Hum, sounds here like Adolf is becoming a Marxist - political class split? But as a practical man, he could not but challenge the obvious, unemployment, poverty and industrialization as a cause of this problem? Now he is even borrowing from Albert Einstein. But when the people in the streets are without homes to go to, and holding up empty hands for a crust of bread, this problem must be addressed if you have any kind of political purpose whatsoever.
“... In the measure in which business rose to become the determining master of the state, money became the god whom now everybody had to serve and had to worship...”
More Marxism or a simple fact of life? And is any of this any different from the situation today? Is money and the power that it brings with it not the god of today? And has it not been the god of all of human endeavor throughout history? Is the problem here with the quest for the money, or the poverty and divisions resulting from the quest? Is the answer a more even distribution? Too many people divided and depressed, unemployed and living in despair is an obvious breeding ground for discontent and possible revolution. And if you wanted to start a revolution would we not simply reverse the process. Cause unemployment, lower wages, increase the gap between the rich and the poor, diminish or eliminate the middle class? But why would those in control choose to do this?
I can only see stupidity or blind avarice and greed as the possible motivations. Possibly a class of super wealthy could evolve from this tactic, but where would they be safe? Where would they live? I think that the logical course for a society is to try and provide a reasonably satisfactory life for the greatest number possible, and that this is the best method for maintaining internal security. But, I am sure there are those who would call this idea ‘Socialism’.

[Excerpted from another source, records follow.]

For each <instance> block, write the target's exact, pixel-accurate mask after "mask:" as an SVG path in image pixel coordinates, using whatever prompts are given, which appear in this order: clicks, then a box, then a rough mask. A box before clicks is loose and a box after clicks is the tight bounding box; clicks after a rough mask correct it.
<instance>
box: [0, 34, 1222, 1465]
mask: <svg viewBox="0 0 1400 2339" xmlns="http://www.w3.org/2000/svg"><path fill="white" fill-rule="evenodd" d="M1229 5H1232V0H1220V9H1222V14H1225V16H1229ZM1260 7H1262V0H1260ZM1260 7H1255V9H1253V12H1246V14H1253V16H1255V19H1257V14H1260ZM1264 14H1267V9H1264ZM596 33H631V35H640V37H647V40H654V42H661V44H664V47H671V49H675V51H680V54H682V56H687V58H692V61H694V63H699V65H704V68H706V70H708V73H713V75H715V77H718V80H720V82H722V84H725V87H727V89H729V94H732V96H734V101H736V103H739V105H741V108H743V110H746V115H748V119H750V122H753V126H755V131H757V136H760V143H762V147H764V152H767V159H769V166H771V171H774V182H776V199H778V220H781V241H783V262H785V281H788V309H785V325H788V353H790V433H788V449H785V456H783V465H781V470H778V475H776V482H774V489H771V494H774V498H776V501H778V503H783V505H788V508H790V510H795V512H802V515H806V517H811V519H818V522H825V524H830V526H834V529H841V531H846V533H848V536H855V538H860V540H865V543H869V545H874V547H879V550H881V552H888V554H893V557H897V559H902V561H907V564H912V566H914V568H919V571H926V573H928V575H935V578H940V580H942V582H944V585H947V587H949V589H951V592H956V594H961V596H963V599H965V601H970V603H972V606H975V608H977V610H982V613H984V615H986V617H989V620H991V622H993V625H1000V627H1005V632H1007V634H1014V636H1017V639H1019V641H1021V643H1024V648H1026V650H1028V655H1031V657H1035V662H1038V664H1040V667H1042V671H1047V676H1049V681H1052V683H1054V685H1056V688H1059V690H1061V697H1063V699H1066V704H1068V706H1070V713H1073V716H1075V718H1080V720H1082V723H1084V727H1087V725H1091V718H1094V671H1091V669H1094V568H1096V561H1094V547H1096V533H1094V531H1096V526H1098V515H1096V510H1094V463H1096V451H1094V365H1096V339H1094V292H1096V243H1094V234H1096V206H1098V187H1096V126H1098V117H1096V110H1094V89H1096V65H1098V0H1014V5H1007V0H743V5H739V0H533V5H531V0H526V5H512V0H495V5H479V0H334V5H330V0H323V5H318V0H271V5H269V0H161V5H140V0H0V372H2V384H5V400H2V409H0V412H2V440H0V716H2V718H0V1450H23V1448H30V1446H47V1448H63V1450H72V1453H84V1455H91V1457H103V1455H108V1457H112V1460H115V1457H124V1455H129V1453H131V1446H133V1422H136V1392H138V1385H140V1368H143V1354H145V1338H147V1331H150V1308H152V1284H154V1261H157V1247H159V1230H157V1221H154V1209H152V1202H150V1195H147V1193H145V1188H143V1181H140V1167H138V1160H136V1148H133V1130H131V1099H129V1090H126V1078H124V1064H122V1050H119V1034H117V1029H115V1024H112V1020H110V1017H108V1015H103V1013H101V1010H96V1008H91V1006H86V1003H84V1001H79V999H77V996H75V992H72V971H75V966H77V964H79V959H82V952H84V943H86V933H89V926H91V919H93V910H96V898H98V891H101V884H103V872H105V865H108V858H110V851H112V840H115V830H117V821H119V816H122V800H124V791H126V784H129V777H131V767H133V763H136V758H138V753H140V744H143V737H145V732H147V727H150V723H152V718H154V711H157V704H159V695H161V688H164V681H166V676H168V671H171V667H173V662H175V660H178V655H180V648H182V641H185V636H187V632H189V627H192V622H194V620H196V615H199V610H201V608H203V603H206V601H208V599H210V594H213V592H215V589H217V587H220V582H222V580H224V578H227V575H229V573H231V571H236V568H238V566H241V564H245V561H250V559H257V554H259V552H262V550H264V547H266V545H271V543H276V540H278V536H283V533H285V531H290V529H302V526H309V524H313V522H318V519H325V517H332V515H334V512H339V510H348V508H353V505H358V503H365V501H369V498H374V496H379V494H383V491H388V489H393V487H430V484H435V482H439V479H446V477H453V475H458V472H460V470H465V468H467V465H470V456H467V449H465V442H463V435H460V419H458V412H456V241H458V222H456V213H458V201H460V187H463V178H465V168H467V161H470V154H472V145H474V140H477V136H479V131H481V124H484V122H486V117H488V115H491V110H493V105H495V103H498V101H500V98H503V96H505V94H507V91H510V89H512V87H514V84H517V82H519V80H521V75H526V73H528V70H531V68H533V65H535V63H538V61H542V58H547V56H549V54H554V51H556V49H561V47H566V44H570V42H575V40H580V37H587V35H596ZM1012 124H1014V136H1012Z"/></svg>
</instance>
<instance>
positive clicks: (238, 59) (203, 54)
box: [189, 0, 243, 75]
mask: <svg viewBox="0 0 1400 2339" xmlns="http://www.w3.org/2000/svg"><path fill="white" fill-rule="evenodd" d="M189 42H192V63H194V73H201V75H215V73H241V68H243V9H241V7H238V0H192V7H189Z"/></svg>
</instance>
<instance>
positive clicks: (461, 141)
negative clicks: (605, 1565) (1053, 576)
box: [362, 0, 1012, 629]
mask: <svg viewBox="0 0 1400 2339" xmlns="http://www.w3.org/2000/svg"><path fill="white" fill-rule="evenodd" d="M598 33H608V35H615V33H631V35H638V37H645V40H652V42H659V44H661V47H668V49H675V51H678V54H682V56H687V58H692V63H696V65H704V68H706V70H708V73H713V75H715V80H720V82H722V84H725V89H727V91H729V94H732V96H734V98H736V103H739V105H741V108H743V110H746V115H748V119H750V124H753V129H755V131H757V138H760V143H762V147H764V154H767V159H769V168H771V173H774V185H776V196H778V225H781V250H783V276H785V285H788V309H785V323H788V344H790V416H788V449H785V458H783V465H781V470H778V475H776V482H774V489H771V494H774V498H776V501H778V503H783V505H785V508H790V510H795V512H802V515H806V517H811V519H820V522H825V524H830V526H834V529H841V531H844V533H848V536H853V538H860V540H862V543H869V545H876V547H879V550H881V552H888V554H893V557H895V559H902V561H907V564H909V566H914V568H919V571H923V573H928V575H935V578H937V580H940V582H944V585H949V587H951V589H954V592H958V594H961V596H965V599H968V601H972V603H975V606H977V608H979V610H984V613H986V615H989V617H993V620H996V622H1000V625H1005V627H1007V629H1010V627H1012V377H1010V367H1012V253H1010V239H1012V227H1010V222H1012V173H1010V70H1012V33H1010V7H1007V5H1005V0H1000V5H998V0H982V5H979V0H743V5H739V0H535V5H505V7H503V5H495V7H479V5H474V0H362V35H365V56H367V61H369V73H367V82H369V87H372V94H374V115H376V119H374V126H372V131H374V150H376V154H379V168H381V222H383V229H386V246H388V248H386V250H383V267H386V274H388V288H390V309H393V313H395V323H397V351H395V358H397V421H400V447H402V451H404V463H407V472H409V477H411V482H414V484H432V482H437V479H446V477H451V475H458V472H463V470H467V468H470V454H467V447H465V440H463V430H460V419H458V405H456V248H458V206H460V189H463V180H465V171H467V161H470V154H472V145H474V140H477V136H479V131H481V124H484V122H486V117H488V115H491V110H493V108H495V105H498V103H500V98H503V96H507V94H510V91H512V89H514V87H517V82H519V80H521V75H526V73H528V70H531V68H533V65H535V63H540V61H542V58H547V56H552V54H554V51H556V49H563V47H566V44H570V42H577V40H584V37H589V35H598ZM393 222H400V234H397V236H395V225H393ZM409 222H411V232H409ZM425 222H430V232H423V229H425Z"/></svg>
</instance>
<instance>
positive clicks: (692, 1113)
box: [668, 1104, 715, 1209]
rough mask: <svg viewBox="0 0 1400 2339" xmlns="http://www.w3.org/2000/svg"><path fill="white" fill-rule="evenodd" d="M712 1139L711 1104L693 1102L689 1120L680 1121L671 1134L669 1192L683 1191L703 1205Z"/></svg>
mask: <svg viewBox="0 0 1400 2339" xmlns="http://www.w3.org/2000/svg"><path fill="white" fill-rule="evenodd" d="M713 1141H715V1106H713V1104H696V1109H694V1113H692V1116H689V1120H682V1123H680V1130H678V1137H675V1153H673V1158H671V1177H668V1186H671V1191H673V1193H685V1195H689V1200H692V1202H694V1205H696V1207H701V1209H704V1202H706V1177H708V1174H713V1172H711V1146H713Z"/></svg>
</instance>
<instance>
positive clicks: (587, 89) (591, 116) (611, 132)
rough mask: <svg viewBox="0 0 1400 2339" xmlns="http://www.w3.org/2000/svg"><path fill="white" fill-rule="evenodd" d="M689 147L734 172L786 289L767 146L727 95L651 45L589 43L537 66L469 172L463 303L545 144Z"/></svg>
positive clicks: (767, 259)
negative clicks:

Adolf’s idea of government included Socialism. He wanted the greatest good for the majority, the loyal majority, but as we already know he was more than willing to sacrifice the minority in this regard. But, although Adolf was a Socialist, he also supported the fundamentals of the Capitalist ideal of individualism, even to the point of elitism, and he was a very outspoken Communist hater. The Communist idea for settling the dispute between the rich and the poor seems to have been to kill off the rich and take what they have. The socialist idea seems to be a kind of blackmail scheme in which the government acts as a middleman. In the Socialist idea the government extracts payment from the wealthy and supposedly redistributes the wealth to the less successful. The Capitalist notion seems to be every man for himself and to hell with the ‘losers’. I don’t know about you but I think that we need some new ideas.